March 31, 2022 4 min read
When we go out to a café, we receive the highest quality coffee from professionals who have the latest equipment. At home, sadly we are often limited by our equipment and our own amateur barista status. At Wilfa we are determined to change that! Now you have access to professional-quality equipment for your home, and by reading this article you’ll be able to expertly recreate your favourite café brew at home. It does not take much to turn a completely mediocre brewed coffee into a coffee of the highest class. Here are seven tips to help you along the way!
The first thing you should do to ensure the best possible taste of the coffee is to clean all the equipment that comes into contact with the coffee before, during and after the actual brewing. Coffee leftovers from the past will add an unpleasant flavour to the freshly brewed coffee. It doesn’t take long before any coffee drinker notices this impact on their brew. Coffee that is tainted by a lack of cleaning often tastes ashy, bitter or metallic – not what you want at all! Use a coffee cleaner such as Clean Drop or a de-tannin cleaner dissolved in water to clean the inside of the funnel once in a while. Wash the jug and filter holder with soapy water and rinse thoroughly.
It’s important not only to use fresh coffee, but also to grind the beans yourself. Both of these actions will have an enormous impact on the flavours you experience in the cup. Look for coffee from roasters that put the ‘roasted on’ date on the bag & try to use them within a few weeks of this date.
Store your coffee beans in an airtight container, protected from sunlight, heat and moisture. If the beans start to get old and dry, they will have lost a lot of flavour, and you have a bad starting point for brewing.
Always grind your beans fresh for each brew and never buy pre-ground coffee if you can help it. Grinding coffee increases the surface area that air has access to and goes stale alarmingly quickly. Grind your coffee immediately before brewing to retain as many delicious aromas and flavours as possible.
As is well known, coffee filters are made of paper, and when the coffee is drawn through the filter, the filter itself will give off an unfavourable paper taste which ends up in the flask. By rinsing the filter before use, you will prevent an unwanted taste in the coffee, while avoiding lint and other things that naturally come with the filter. We also advise using white filters instead of brown ones, as these give off less taste.
A coffee cup mainly consists of two ingredients: 98.5% water and the rest coffee. Therefore it goes without saying that the water used will have a great impact on the end result. Depending on where you live, your water is probably not great for brewing coffee. To counteract this, we always recommend using filtered water for brewing coffee.

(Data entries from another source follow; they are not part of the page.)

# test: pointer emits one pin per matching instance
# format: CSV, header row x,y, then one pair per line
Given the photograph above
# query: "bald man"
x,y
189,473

Alternatives like the Peak Water Jug are specifically designed for brewing water for coffee brewing.
Cold water is recommended, as it often contains more oxygen and thus helps to extract the flavours in a better way.
When filling your brewer with water and coffee (in the funnel), it is important to have a plan for how much coffee you actually want to brew, and then the weight of coffee beans this amount requires. Generally, you should count 60 grams of coffee beans for 1 litre of coffee, but you can find lots of filter coffee instructions and recipes online if you want to experiment.
Some coffee makers, such as the test winner Svart Precision , have a water container with a decilitre measure that also shows how many grams of coffee you need for the different amounts of water. This makes it very easy to ensure the right mixing ratio whether you are brewing one cup or one litre of coffee.
With the right ratios in place, it is important to shake the filter holder slightly to ensure a "flat coffee bed". In this way, you ensure that all the coffee comes into contact with the water, and that no part of the coffee is wasted.
Tip: When buying the coffee grinder Svart uniform, you also get the coffee scale Svart Uni , which has an included app that shows the right amount of coffee in relation to water.
A perfectly brewed coffee depends on having the right water temperature and contact time between water and coffee. Optimally, the water should be 92-96 degrees already from the first drop and throughout the funnel process. At the same time, the water should be in contact with the ground coffee for 4-6 minutes before it drips into the flask, depending on the type of coffee in question.
These are requirements that the European Coffee Brewing Center (ECBC) also sets when they have to approve a coffee maker. Unfortunately, it is far from all coffee makers sold today that have this approval, but the Wilfa test winner Precision brewer is among the approved funnels.
To ensure the correct contact time, regardless of the amount of coffee you want to brew, use the funnel's adjustable drip stop. With the right adjustment, you can ensure the same contact time when brewing one cup as when brewing an entire jug. Alternatively, you can also adjust the degree of grinding to adjust the required contact time. Finer grinding requires less contact time to extract the flavours and is well suited to brewing small amounts of coffee.
After brewing, pour the coffee into a pre-heated thermos if you’re not going to drink it straight away. Ideally your coffee should not be left in the server for more than half an hour, as it quickly loses its taste and freshness as it cools.
If you want to have coffee throughout the day, we recommend that you brew a little at a time several times during the day for ultimate freshness and flavour.